Researchers encourage physicians to personalize care plans to ensure that more patients adhere to their inhalers.
Most patients with chronic obstructive pulmonary disease (COPD) have poor adherence to long-acting inhalers, according to a study published in Patient Preference and Adherence.1
To treat COPD, the Global Initiative for Chronic Obstructive Lung Disease recommends long-acting inhaler therapy. Despite this being a popular treatment, researchers in China discovered through this cross-sectional study that most patients with COPD had poor adherence to inhalers.
The researchers conducted this study from November 2020 to February 2021, enrolling patients 40 years and older with spirometric confirmation of COPD who used any inhaler for more than 1 month. They noted that their study excluded those diagnosed with other chronic respiratory diseases and those who were unable to communicate. As a result, the study population consisted of 246 patients with COPD who used dry powder or soft mist inhalers. The researchers assessed patients’ adherence to their inhalers with the Medication Adherence Scale (MARS), which consists of questions based on negative statements to limit social desirability bias.
MARS responses were scored on a 5-point Likert scale, ranging from always (1 point) to never (5 points), and the total was calculated as the mean of 10 specific scores. Researchers considered a MARS score greater than 4.5 as good adherence and a score less than 4.5 as poor adherence. They found that, of the 246 patients within their population, 153 patients had poor adherence (62.2%) and 93 had good adherence (37.8%); the mean (SD) score was 3.97 (0.83).
Physicians commonly use 3 main drug classes to manage COPD: long-acting β-adrenoceptor agonists (LABA), long-acting muscarinic antagonists (LAMA), and inhaled corticosteroids (ICS). The researchers explained that they divided the data into ICS/LABA and LAMA subgroups based on their pharmacological effects to analyze whether there was a difference in patient adherence based on the different drug categories.
They found that more patients using LAMA drugs had good inhaler adherence (χ2 = 4.26; P = .04). Specifically, adherence was better among patients who used a tiotropium bromide spray compared with an inhaled tiotropium bromide powder.
The researchers also examined how patients’ different demographic characteristics, disease characteristics, and medication regimens affected adherence. The information collected from patients included gender, weight, education level, economic status, duration of illness, and number of hospitalizations due to acute exacerbations of COPD in the last year.
Of the population, 82.1% were male, 58.9% had a smoking history, and 73.6% had 2 or more acute exacerbations in the previous year. The mean (SD) age was 70.9 (9.6) years, and the mean (SD) COPD duration was 7.8 (6.6) years. Researchers found statistically significant differences (P < .05) in the population’s educational backgrounds, severity of airflow obstruction, duration of illness, and moderate or severe exacerbation history in the past year.

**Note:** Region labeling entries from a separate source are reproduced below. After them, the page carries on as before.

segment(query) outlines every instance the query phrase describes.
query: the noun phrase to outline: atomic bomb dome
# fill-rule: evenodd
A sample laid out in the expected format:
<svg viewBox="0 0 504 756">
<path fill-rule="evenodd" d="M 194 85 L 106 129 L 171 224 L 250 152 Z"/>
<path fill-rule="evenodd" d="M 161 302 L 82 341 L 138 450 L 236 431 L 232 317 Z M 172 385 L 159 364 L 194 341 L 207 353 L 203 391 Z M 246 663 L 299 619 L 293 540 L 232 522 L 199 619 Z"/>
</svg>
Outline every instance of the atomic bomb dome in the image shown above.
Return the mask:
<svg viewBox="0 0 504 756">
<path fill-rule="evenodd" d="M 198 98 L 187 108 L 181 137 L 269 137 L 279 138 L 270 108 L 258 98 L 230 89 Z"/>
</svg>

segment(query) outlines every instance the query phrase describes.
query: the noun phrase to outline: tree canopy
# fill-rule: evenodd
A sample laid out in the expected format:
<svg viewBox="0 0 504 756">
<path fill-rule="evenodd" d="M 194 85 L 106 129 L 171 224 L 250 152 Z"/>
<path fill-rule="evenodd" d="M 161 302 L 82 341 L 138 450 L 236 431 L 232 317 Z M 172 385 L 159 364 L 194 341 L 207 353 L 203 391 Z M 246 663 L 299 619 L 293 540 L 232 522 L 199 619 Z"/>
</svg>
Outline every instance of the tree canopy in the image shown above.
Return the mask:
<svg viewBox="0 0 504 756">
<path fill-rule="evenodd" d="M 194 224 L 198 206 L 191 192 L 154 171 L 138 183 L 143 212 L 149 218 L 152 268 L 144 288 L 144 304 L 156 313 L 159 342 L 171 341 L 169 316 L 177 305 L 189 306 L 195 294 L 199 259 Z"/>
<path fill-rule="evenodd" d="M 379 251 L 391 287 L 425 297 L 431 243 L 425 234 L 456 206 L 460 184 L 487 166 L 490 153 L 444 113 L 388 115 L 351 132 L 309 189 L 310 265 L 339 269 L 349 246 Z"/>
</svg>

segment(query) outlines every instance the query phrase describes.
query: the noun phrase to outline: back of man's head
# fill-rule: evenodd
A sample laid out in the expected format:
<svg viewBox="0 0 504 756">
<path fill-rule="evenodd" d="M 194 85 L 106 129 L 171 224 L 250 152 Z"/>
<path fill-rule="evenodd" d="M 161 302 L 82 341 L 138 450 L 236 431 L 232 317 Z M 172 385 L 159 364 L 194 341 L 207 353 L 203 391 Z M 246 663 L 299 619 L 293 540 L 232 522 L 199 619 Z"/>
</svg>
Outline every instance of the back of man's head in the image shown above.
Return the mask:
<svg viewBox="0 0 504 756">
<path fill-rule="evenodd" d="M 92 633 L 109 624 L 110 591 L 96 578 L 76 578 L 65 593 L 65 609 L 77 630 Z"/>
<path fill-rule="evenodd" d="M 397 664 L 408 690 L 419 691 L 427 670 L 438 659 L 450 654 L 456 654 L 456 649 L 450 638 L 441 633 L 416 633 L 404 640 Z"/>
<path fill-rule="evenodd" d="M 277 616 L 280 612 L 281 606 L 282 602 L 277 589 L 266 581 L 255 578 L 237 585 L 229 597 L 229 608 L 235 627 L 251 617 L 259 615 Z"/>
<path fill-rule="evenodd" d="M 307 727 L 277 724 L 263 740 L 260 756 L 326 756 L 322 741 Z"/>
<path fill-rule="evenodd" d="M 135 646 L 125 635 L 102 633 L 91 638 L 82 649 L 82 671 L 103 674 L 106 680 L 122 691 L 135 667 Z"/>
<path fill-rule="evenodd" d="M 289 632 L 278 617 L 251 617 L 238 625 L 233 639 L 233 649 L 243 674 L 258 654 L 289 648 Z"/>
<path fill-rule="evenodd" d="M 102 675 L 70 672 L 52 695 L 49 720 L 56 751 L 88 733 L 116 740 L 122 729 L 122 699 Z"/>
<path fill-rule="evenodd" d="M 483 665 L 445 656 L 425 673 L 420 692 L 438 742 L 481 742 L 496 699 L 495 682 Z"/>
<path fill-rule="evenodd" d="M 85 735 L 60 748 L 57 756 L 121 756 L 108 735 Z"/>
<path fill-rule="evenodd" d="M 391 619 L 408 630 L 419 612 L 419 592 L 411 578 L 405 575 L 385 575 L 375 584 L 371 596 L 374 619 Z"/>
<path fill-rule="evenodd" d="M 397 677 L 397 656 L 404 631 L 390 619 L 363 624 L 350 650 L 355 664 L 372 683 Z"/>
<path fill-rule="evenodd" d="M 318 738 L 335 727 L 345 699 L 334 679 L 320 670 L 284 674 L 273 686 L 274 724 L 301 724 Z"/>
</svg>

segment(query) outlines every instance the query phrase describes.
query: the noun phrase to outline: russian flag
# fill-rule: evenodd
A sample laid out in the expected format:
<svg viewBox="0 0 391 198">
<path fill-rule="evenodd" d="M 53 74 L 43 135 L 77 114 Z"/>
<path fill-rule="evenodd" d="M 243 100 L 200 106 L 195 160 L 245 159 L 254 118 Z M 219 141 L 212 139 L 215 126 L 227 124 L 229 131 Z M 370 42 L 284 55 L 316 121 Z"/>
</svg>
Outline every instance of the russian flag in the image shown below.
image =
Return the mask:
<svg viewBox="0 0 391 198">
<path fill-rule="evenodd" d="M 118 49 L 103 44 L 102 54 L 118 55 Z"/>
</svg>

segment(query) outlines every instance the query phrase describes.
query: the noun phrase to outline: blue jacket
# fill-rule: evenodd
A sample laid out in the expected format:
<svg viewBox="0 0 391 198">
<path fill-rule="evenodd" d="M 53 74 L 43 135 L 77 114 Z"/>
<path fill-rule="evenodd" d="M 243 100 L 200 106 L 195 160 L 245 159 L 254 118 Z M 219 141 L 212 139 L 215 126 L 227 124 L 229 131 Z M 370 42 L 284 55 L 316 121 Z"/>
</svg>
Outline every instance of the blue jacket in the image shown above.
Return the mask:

Of these characteristics, they found that patients’ educational backgrounds and their duration of illness affected inhaler adherence (P < .05).
“Patients with poor adherence to inhalers generally had a longer COPD course of disease in our study,” the authors wrote. “With the prolongation of disease and the repeated use of inhaled preparations, their expectations for using inhalers to control the progression of the disease may decline, resulting in being reluctant to take medication as prescribed or even refusing medication.”
To ensure that more patients with COPD adhere to their inhalers, the researchers encouraged physicians to personalize care plans.
“Medical personnel should focus on the disease itself and the importance of medication adherence, implement medication education covering the whole period and strengthen follow-up of patients to track their condition and medication use, thus improving adherence with inhaler use and improving the quality of life of patients with stable COPD,” the authors wrote.
Researchers identified several limitations within their study, one being that they did not complete a logistic regression analysis due to not including several patient factors that affect inhaler adherence. Also, because patient reports dictated MARS scores, researchers hypothesized that patients may have overestimated medication adherence, perhaps due to recall issues caused by old age. Lastly, the researchers noted that the small sample size limited their study.
However, “the relevant results can still be used as baseline data to provide a reference for further regulating stable COPD management and improving patients’ treatment adherence,” the authors concluded.